Deciding early how to include multiple languages is important to the structure of the guide.
There are several ways to handle including multiple languages in your guide. While there is no best way, there are nuances that should be considered when deciding what will work best for your districts. Importantly, make sure to understand the language rules for your state and how this will affect your layout decisions.
Common layouts for multiple languages
For those counties that require more than two languages, voter guides are generally divided into different books with one language in each. While not common, there are trilingual voter guides – with three languages. We do recommend sticking to two languages when possible.
Different layout options for bilingual books include:
Half and half: this layout is two books in one with English in the front and the translated language in the back. The sample ballot is generally placed right in the middle of the guide to divide the two languages.
Top and bottom: not as commonly seen, this layout has both languages on the same page with English at the top and the translated language at the bottom.
Interleaved: this layout puts English on one page and the translated language on the back. The setback with this layout is that the translated language becomes hidden and may not be as easily found by voters.
A note about the interleaved layout – in testing in Santa Cruz, California we learned that it can be quite successful to have Spanish on the left side of a 2-page spread (that is with the booklet open) with English on the right, visually dominant side. We recommend this as the most readable version of the interleaving layout.
While the above layout types mostly separate the different languages, there are several pages that should have both languages on the same page. These are pages that would be difficult to include two of in the guide, such as the cover, the inside front cover, the back cover, and any forms. This also includes pages that have short bits of information and would leave too much white space if limited to one language.
When creating a bilingual voter guide with any layout, make sure to:
Be as consistent as possible with the layout. A consistent layout helps show voters how to find information in their preferred language.
Signal the languages available in near the top of the page. This helps voters quickly see whether they have to scan the whole page for information in a specific language.

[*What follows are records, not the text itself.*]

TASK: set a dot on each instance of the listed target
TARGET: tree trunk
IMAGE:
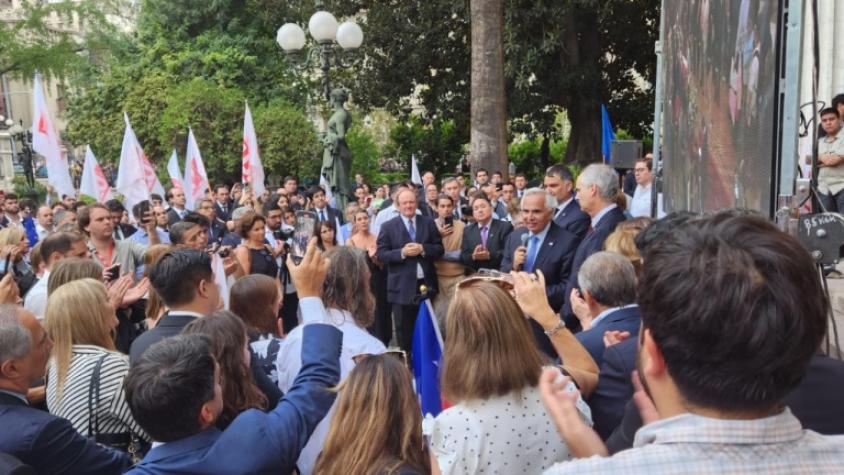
(488, 101)
(583, 51)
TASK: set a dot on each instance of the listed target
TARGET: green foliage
(365, 152)
(22, 188)
(287, 140)
(216, 116)
(437, 145)
(35, 42)
(526, 155)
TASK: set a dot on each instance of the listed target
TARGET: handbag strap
(94, 398)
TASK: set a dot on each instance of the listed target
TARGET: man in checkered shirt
(732, 312)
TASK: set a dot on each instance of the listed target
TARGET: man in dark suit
(484, 241)
(546, 246)
(176, 212)
(184, 281)
(597, 188)
(121, 230)
(451, 187)
(409, 244)
(320, 206)
(541, 245)
(223, 205)
(47, 443)
(175, 395)
(608, 284)
(428, 204)
(568, 215)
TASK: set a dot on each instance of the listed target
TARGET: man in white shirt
(177, 211)
(43, 222)
(11, 212)
(54, 248)
(640, 205)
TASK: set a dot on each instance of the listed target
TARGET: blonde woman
(490, 373)
(378, 400)
(85, 376)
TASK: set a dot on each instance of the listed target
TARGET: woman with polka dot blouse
(491, 369)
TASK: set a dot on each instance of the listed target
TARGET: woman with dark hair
(378, 400)
(349, 306)
(254, 254)
(256, 300)
(490, 372)
(230, 347)
(326, 234)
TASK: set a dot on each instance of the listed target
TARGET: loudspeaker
(624, 153)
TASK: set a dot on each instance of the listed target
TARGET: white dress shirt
(36, 298)
(356, 341)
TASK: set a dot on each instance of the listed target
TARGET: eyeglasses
(396, 353)
(502, 279)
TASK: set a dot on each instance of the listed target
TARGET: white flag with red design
(45, 141)
(174, 172)
(151, 179)
(131, 175)
(196, 180)
(94, 183)
(253, 171)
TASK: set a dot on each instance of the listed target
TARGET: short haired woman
(349, 306)
(256, 300)
(85, 377)
(490, 372)
(378, 400)
(254, 254)
(326, 234)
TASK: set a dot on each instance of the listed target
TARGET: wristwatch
(559, 326)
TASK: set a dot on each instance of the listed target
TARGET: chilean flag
(45, 141)
(196, 180)
(253, 171)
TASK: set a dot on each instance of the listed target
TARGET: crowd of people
(580, 334)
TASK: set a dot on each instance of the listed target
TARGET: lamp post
(334, 46)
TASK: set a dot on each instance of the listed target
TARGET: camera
(282, 234)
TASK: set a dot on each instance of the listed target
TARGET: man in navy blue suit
(568, 215)
(47, 443)
(545, 246)
(542, 245)
(174, 393)
(409, 244)
(597, 189)
(608, 284)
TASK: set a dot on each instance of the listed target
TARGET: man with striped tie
(409, 244)
(542, 245)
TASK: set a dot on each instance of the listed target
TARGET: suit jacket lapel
(547, 247)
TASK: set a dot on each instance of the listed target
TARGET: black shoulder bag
(123, 441)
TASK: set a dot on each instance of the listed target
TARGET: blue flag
(427, 355)
(607, 134)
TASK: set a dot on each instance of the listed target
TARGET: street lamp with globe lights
(336, 45)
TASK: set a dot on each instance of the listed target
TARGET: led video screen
(719, 115)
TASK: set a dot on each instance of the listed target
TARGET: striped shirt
(689, 443)
(114, 415)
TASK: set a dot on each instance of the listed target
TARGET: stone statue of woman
(337, 158)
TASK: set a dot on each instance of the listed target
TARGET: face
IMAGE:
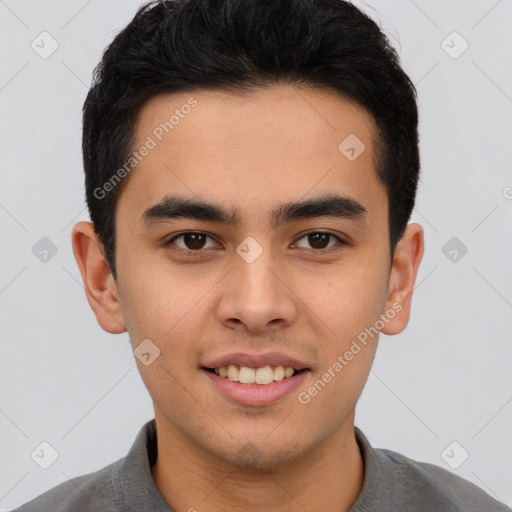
(274, 252)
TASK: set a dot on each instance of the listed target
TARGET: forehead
(262, 148)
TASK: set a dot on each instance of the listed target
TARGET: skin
(252, 154)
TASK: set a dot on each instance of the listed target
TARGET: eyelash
(198, 252)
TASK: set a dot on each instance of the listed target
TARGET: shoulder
(395, 482)
(426, 486)
(93, 491)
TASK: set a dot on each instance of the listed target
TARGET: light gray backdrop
(439, 392)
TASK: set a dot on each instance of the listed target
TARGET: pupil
(194, 240)
(316, 238)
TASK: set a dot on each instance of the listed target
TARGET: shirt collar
(136, 490)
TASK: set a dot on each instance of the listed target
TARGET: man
(251, 168)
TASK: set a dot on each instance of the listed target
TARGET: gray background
(446, 378)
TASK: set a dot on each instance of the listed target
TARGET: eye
(191, 241)
(319, 240)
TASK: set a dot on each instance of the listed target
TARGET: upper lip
(256, 360)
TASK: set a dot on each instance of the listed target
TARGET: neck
(327, 478)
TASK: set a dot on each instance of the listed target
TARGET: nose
(257, 297)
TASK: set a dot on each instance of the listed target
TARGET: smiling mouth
(246, 375)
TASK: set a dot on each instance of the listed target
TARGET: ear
(404, 269)
(100, 286)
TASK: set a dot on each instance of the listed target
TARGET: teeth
(245, 375)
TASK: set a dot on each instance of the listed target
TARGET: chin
(260, 456)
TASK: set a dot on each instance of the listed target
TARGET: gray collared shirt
(392, 483)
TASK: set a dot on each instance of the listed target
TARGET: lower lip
(256, 395)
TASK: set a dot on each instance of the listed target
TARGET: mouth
(262, 376)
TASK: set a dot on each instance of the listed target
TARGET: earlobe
(404, 269)
(100, 287)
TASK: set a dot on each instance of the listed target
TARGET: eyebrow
(177, 207)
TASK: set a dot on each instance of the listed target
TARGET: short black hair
(240, 46)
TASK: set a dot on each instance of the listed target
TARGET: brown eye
(319, 240)
(190, 241)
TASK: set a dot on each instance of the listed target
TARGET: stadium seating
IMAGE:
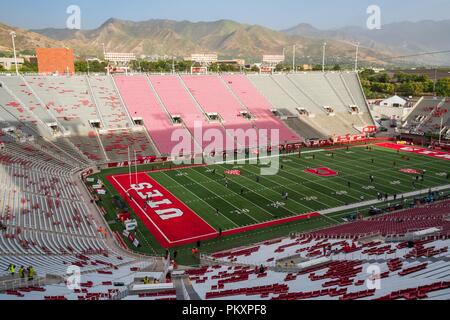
(300, 100)
(142, 103)
(259, 107)
(113, 113)
(70, 102)
(178, 102)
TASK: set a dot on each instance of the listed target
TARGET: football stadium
(232, 185)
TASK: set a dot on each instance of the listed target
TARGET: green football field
(206, 190)
(232, 201)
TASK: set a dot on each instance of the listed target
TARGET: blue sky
(278, 14)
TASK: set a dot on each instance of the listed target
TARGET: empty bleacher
(70, 102)
(143, 105)
(259, 107)
(221, 103)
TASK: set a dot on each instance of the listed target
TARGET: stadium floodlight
(13, 36)
(323, 56)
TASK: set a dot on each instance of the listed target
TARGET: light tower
(13, 36)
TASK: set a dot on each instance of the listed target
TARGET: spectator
(31, 273)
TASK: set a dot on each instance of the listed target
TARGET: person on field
(31, 273)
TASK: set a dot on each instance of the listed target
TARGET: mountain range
(232, 39)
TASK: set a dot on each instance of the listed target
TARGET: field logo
(411, 171)
(73, 280)
(233, 172)
(374, 278)
(73, 22)
(374, 20)
(218, 146)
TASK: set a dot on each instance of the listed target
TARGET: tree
(29, 67)
(337, 68)
(443, 87)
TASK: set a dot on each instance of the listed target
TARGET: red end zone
(417, 150)
(168, 219)
(171, 222)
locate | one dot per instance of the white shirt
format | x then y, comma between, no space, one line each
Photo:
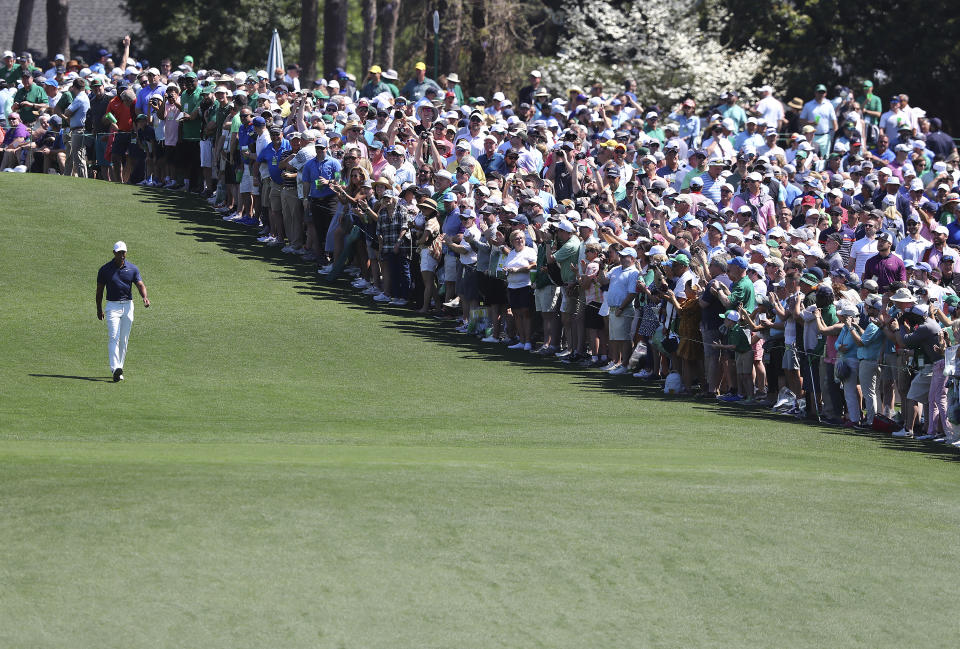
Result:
470,257
821,114
861,251
771,110
520,259
910,249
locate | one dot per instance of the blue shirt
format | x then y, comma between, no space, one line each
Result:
79,108
622,283
271,156
328,169
119,281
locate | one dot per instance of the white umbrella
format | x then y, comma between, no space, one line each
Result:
275,56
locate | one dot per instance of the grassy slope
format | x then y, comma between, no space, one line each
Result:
287,465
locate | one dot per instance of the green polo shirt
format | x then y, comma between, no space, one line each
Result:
741,294
11,76
34,95
191,128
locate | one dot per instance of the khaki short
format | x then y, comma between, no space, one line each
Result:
920,385
621,326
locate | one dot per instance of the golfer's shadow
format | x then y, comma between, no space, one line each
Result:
78,378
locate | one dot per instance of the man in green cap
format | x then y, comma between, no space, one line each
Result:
819,113
189,144
870,104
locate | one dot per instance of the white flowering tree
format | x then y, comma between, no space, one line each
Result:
659,43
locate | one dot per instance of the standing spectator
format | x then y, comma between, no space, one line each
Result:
819,113
31,100
119,119
770,109
870,104
76,113
416,88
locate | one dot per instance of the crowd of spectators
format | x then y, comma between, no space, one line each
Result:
803,257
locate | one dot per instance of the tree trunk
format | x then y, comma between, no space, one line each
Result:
389,13
58,28
451,29
21,32
369,43
308,43
334,36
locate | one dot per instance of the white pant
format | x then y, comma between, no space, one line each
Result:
119,317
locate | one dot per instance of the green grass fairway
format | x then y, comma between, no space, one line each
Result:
287,465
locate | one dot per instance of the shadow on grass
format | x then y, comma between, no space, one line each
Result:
204,224
99,379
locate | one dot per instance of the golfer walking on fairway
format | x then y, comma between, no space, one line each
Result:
118,277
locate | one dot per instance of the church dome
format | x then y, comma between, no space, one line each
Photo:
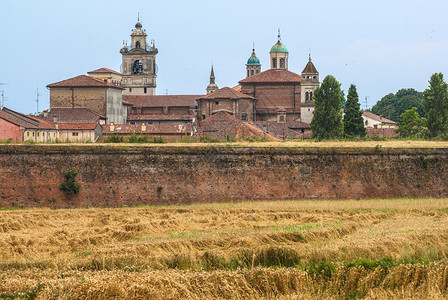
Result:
278,47
253,59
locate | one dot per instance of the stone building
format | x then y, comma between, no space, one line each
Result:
139,69
88,92
226,99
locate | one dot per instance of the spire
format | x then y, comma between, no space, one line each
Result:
212,86
212,76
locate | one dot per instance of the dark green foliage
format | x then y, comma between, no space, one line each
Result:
353,121
70,185
435,103
411,124
392,106
327,117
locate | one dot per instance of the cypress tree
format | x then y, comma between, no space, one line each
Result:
353,121
327,118
435,104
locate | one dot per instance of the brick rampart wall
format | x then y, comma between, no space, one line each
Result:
109,175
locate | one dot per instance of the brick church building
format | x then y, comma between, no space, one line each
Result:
276,101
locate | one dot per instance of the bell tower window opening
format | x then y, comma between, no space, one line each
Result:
137,67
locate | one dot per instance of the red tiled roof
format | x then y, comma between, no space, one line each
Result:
161,100
226,93
70,114
372,116
22,120
150,129
83,81
222,125
281,130
273,75
77,126
136,117
237,88
104,70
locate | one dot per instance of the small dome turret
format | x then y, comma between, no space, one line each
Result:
253,59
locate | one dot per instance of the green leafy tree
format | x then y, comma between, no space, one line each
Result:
327,117
392,105
435,103
411,124
353,121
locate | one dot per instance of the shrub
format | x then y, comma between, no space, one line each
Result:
70,185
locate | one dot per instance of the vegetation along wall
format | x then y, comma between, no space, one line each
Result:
111,175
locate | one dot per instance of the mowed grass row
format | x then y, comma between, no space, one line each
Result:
314,249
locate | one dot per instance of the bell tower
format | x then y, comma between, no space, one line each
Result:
139,64
279,55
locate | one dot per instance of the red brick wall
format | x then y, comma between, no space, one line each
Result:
92,98
111,175
10,131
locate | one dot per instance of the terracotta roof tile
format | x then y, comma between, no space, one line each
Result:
372,116
22,120
83,81
104,70
70,114
226,93
273,75
137,117
161,100
178,129
223,125
77,126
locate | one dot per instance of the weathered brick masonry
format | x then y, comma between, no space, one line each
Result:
109,175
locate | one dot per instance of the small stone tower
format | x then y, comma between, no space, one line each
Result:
310,81
279,55
212,86
139,64
253,65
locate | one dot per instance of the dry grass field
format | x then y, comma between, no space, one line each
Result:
371,249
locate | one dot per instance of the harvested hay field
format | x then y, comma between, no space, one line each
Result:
371,249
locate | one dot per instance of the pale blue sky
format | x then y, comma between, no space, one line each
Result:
381,46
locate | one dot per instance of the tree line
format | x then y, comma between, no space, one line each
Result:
419,114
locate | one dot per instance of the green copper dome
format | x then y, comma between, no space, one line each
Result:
279,47
253,59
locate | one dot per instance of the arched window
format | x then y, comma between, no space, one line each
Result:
137,67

Use visual indications to differentiate the languages. It can be helpful to use a slightly smaller font size, using italics on forms, or even a slight color difference—as long as the visual differences aren’t too large.
Remember to mark languages in your word processor or on the web so that the guide is coded for the correct language. This will help screen readers know what language to use and how to correctly pronounce words.
Lessons from the research
Here’s what we learned from testing in California:
Available languages must be visible on the cover and in that language, even if the guide is divided into different books.
Monolingual speakers of both Spanish and English preferred the languages in sections, such as in the half and half layout.
Bilingual speakers preferred the interleaving facing pages layout because it helped them compare the two languages and improved their understanding. Being able to compare was useful for voters since some election words do not exist in Spanish or voters may be unfamiliar. Also consider that voters may have limited language in both languages, so showing both languages offers extra support.
Several English language speakers preferred the interleaved pages because they support language access or were curious.
Testing in Los Angeles showed that it is harder to distinguish English from Spanish than from a language that uses a different alphabet or characters, such as Korean.
Your state may have an official glossary of election terms.